Fast-forwarding to 25 years later, Amelia Grimaldi is in love with Gabriele Adorno and finds out that she is Boccanegra’s daughter. With this discovery, the Doge changes his mind about letting plebeian power-broker Paolo marry Amelia. As Paolo plots to kidnap her, Adorno kills one of the culprits but hints at a powerful mastermind behind the scheme. The Doge, under suspicion himself but guessing that the mastermind is Paolo, cunningly asks Paolo to join him in a curse on whoever is behind the kidnap. In retaliation, Paolo poisons Boccanegra’s jug of water. As the Doge reels from the after effects of the poisoned water, Adorno tries to kill him, at which point Amelia tells him about the Doge being her father.

As the rebellion of the patricians is put down, Bocannegra reveals Amelia’s true identity as his daughter and reconciles with his erstwhile rival Fiesco, who is disguised as Amelia’s guardian but is also her grandfather. Boccanegra dies after appointing Adorno Doge.

Erika Grimaldi, as the leading female protagonist Amelia, is a strong and forceful soprano. She tries hard to make the role come alive as the principal link between Boccanegra, Fiesco and Adorno. Yet her shrill and sometimes grating delivery lacks the tenderness to do the job, and she ends up being the weak link, especially when paired with Boccanegra or Adorno. Her entry in Act I, “Come in quest’ora bruna”, the role’s usual calling card, was hardly noticeable.

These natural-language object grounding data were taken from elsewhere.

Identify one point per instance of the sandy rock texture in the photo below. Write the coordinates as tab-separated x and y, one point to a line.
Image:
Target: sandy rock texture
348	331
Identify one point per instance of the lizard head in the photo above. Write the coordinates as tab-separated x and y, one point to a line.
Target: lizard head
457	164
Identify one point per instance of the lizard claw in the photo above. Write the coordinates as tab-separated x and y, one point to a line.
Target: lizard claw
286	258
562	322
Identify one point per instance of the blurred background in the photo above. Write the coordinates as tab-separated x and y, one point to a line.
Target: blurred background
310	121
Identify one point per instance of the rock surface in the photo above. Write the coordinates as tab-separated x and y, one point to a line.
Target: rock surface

It’s reasonable to expect that Fiesco, as an aristocrat, may be cold and aloof, but Michele Pertusi’s portrayal was wooden. His projection was sometimes muted and was even drowned by the lower strings in the orchestra in his famous “Il lacerato spirito” in the Prologue, through no fault of the conductor.

Roberto Frontali put in a credible performance as Boccanegra, a wily politician with a big heart. Sonorous, smooth and warm, his voice was just right for the part, emphatic where it needs to be, authoritative in the Council Chamber scene, and full of pathos as he lay dying in Act III. He should take credit for shoring up an otherwise patchy vocal offering in the production.

The real surprise was Giorgio Berrugi’s Adorno. The expressiveness of his silky voice matched his acting. His portrayal of Adorno was passionate, varied and compelling, with delightful lyricism in “Sento avvampar nell’anima”.

Sylvano Bussotti’s set is simple but effective, consisting of a series of hung meshes painted to give a three-dimensional effect of a castle. A constant projection of ocean waves in the cyclorama at the back is a reminder of the maritime environment of Genoa. On the other hand, the costumes are sumptuous, colourful and opulent. Bocannegra goes through several costume changes that reflect the mood of the action, from simple garb made of rough material before his election, to a shiny gown in the Council Chamber scene, and crimson pyjama-like robe at the end.

Roberto Abbado and the Teatro Regio Torino orchestra delivered impeccable musical support to the action on stage. The warm and luscious tone of the strings brought evocative colour to the sombre tale. Instrumental layers were well differentiated, and while the brass intensified the action, the woodwinds gave the emotional moments a delicate touch. Rarely have I noticed the orchestra so much in an opera.